Wednesday, June 5, 2024

The Medusa Effect by: Justin Richards

 

Is there a name for the trope where characters become possessed by people from the past and are forced to reenact the circumstances of their death?  Buffy the Vampire Slayer employed this one in “I Only Have Eyes for You” in its second season and I’m fairly certain Supernatural probably did it at some point.  Yet before Buffy the Vampire Slayer attempted it Justin Richards wrote The Medusa Effect, one of the New Adventures novels featuring Bernice Summerfield, predating “I Only Have Eyes for You” by nearly a month complete with its own science fiction trappings.  Now, I don’t believe Richards is originating the trope, nor was Buffy the Vampire Slayer.  Stephen King’s The Shining, both the book and Stanley Kubrick’s 1980 film adaptation, could be considered an adaptation of the trope to a degree and demonic possession stories dot human history in general, though William Peter Blatty’s The Exorcist features the idea specifically.  The variation on the trope on effect here in The Medusa Effect, is a melancholic affair when all is said and done.  It concerns the reappearance of the experimental ship Medusa, a ship missing for twenty years after its maiden voyage, appearing back on Dellah empty as St. Oscar’s Advanced Research Department puts together a team to investigate the ship and discover what exactly happened twenty years ago.

 

The Medusa Effect is a novel where Richards is intentional in writing a novel where Benny is meant to feel out of place.  Much of the preamble of the novel to the point where the Medusa reappears is from Benny’s perspective and is used to really bring out how the Advanced Research Department is an organization that would clearly be under the thumb of Irving Braxiatel, except it isn’t.  Braxiatel is in the novel, Richards being the character’s creator means that he is characterized at his best, especially in the final pages of the novel where he and Benny have this utterly devastating conversation.  Brax is a character who clearly has his own agenda, but his care for Benny is genuine, in its own way and he doesn’t actually seem to like the ordeal she has gone through.  Benny herself is intentionally portrayed as the odd woman out on the expedition, is the one added last to the crew and the one outside of the ARD which is several red flags all at once.  There’s already a sense of things going wrong because of Benny’s position in the novel as on the back foot.  Richards doesn’t actually waste time by paralleling the two crews before the possessions start.  The possession trope is one of those things that really finds their way into the novel quite slowly.  Benny being a suitable replacement is one aspect of the novel that doesn’t work.

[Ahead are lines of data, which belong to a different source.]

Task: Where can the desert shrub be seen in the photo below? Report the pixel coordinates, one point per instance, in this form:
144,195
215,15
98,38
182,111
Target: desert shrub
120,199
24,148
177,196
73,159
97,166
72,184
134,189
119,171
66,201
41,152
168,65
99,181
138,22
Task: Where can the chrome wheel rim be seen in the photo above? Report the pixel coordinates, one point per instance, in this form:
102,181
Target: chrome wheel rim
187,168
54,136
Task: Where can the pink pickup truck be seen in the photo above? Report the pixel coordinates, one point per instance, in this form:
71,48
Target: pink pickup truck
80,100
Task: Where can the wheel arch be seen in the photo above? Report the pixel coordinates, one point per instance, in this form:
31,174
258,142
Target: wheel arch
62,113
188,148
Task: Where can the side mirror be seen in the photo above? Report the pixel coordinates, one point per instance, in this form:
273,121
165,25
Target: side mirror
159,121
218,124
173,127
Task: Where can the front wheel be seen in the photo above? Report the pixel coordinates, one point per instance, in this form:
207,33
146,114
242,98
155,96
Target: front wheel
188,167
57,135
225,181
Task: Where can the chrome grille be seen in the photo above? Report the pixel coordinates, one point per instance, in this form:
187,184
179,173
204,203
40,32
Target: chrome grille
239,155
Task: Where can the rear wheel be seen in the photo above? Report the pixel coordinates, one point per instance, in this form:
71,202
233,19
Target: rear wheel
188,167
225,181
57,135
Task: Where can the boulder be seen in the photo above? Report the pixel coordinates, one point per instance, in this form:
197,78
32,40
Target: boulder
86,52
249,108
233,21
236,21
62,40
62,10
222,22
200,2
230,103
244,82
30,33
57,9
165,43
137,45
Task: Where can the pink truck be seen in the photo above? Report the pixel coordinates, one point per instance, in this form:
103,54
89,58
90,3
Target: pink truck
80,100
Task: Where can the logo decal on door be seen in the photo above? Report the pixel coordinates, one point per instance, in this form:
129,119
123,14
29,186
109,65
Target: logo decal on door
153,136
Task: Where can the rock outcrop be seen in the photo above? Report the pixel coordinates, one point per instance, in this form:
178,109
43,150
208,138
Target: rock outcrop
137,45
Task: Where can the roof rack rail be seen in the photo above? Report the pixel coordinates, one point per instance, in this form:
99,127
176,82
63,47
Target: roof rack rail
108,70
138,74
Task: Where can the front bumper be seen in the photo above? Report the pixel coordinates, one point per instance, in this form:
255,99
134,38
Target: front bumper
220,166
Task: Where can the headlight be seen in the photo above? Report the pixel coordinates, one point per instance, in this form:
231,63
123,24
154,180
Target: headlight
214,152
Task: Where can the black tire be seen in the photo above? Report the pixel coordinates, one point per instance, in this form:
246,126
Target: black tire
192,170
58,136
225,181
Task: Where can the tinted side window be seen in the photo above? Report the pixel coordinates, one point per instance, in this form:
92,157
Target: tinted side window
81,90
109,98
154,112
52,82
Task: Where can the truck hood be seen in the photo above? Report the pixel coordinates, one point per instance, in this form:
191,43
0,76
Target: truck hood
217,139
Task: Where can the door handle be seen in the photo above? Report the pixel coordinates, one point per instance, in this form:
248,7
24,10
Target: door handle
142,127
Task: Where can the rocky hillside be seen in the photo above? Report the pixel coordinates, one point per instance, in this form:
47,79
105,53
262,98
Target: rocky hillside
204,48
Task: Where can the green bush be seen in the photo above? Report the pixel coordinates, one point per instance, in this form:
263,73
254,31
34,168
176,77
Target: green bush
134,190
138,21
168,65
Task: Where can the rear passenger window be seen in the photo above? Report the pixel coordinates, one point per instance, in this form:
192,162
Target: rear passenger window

Richards makes Benny being a match for original crewmate too close that the suspension of disability is just off.  The other characters work because they were hand selected and it’s implied moulded at points into their roles, but Benny as an outsider really needed Richards to show how different she actually was.

 

Despite the possession narrative driving the plot down the route of a murder mystery with Benny as detective, Richards also has the novel end with a stand-off with a villain.  The shift towards the more science fiction, genetic engineering elements of the novel that leads to Benny dancing with a skeleton as depicted on the cover.  The identity of the villain is fairly obvious, again Richards as a novelist has never been one for his great twists, but the motivation for the villain is a bit underwritten.  The villain is one motivated by a lost love and a knowledge of genetic engineering essentially trying to create artificial lifeforms out of the identities of those on the Medusa.  There is one particularly effective twist as to why there is an extra member of the new expedition in regards to the original crew of the Medusa, though again in hindsight it’s a fairly obvious twist that keeps in line with a lot of the book.

 

Overall, The Medusa Effect is a surprisingly effective novel.  Justin Richards actually manages to make a memorable read out of a science fiction murder mystery where the twists have a tendency towards the obvious.  What really works is the characterization that allows the main trope that’s the conceit of the novel to really work, the first third is devoted to characterization and it’s clear that Richards not having to just write Doctor Who, but a spin-off leads to some very solid work in this second Benny novel.  8/10.